Avocado Toast with Eggs, Spinach, and Tomatoes-this simple and healthy toast is great for breakfast, lunch, or dinner!
This post is in partnership with Kroger, but our opinions are our own.
I love trying new foods, flavors, and recipes, but I also love and appreciate the basics. You know, the foods you crave on a regular basis and the recipes you make over and over again. The classics, the staples, the every day good food. The food that feels like home.
A few of my standards include: oatmeal, peanut butter, banana, and honey sandwiches, cottage cheese with fruit, pasta, cereal, and Avocado Toast with Eggs, Spinach, and Tomatoes. These are my go-to’s! I never get tired of these foods and could eat them every single day…and most days I do! Sure, we love to cook and create new recipes, but you can’t beat the basics. What are your basics?
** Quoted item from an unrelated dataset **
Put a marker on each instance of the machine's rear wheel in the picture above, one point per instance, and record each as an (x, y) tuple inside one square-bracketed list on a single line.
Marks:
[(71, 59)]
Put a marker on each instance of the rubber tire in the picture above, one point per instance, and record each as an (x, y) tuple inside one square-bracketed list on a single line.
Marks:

Today, I am sharing the recipe for my standard Avocado Toast with Eggs, Spinach, and Tomatoes. I eat this toast almost every single day of the week. No joke. It is the meal I turn to when I am in a hurry. It is the meal I turn to when I am lazy and tired. It is the meal I turn to when my boys are eating meat for dinner. It is the meal I turn to when I am craving simple, good food! It never gets old, it only gets better. I know I can always count on this toast to satisfy me. It never lets me down.
You only need 10 minutes tops to make this toast and a few quality ingredients. I use Private Selection’s Multigrain Artisan bread. It is hearty, wholesome, and a great base for my toast.
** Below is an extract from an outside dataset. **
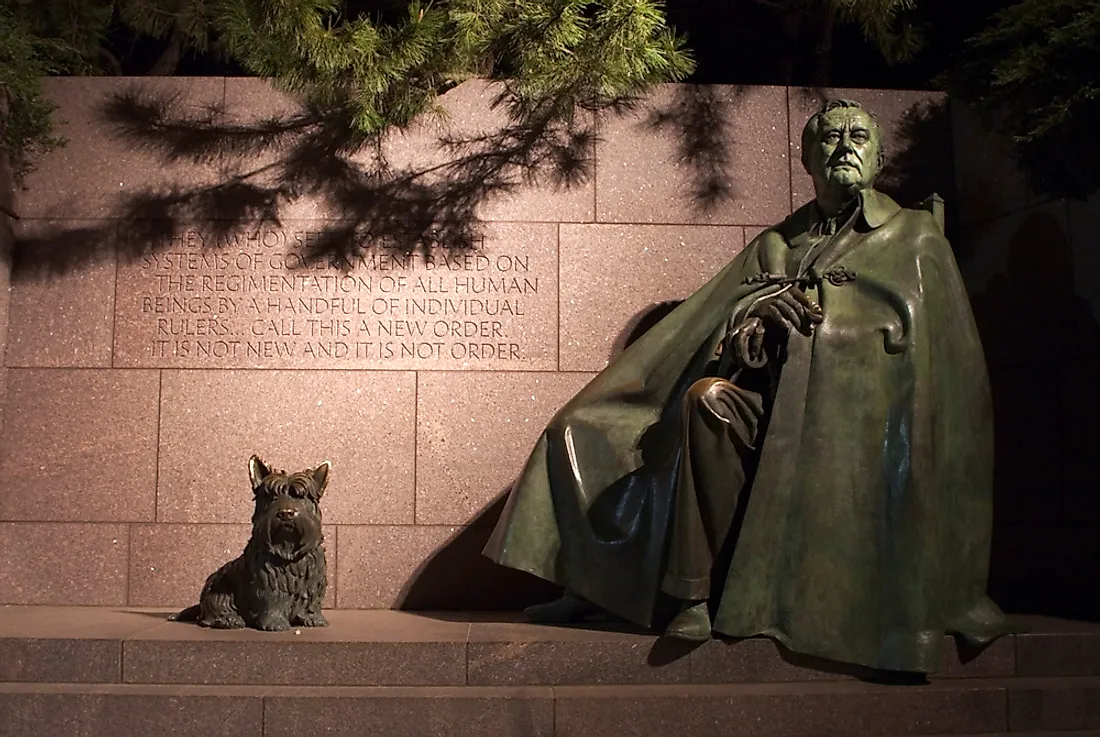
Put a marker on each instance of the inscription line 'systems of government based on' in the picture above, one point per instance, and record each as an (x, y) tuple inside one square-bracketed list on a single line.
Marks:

I top the toast with mashed avocado, sautéed spinach, scrambled egg whites, and tomato slices. I personally prefer scrambled egg whites over regular scrambled eggs, but either will work.
And my tomatoes look pretty darn awesome for the winter months, huh? That is because I used Private Selection’s Campari Tomatoes on the vine. They are hydroponically grown and are perfectly ripe every time. I can always count on Smith’s for good tomatoes!
My toast is simple, but perfect. It is good morning, noon, or night…breakfast, lunch, or dinner. You can’t go wrong!
Get back to the basics and make my Avocado Toast with Eggs, Spinach, and Tomatoes. It never disappoints.
Avocado Toast with Eggs, Spinach, and Tomatoes
- Prep Time
- 5 minutes
- Cook Time
- 5 minutes
- Total Time
- 10 minutes
- 1/2 teaspoon minced shallot
- 1 cup packed spinach leaves
- 2 large egg whites or 1 large egg lightly beaten
- Salt and black pepper to taste
- 1 slice Private Selection Multigrain bread toasted
- 1/2 avocado pit and skin removed
- 2 Private Selection Campari tomatoes sliced
- Spray a small skillet with non-stick cooking spray. Add the shallot and spinach and cook over medium heat until spinach is wilted. Place in a small bowl and set aside.
- Spray the pan again. Pour beaten egg whites or egg into the pan and season with salt and black pepper, to taste. Cook over medium heat until soft-scrambled, about 2 minutes.
- Mash the avocado with a fork and spread evenly on piece of toast. Top the avocado toast with spinach, scrambled eggs, and tomato slices. Season with salt and pepper, to taste. Serve immediately.
- Note-to make this gluten-free, use gluten-free bread.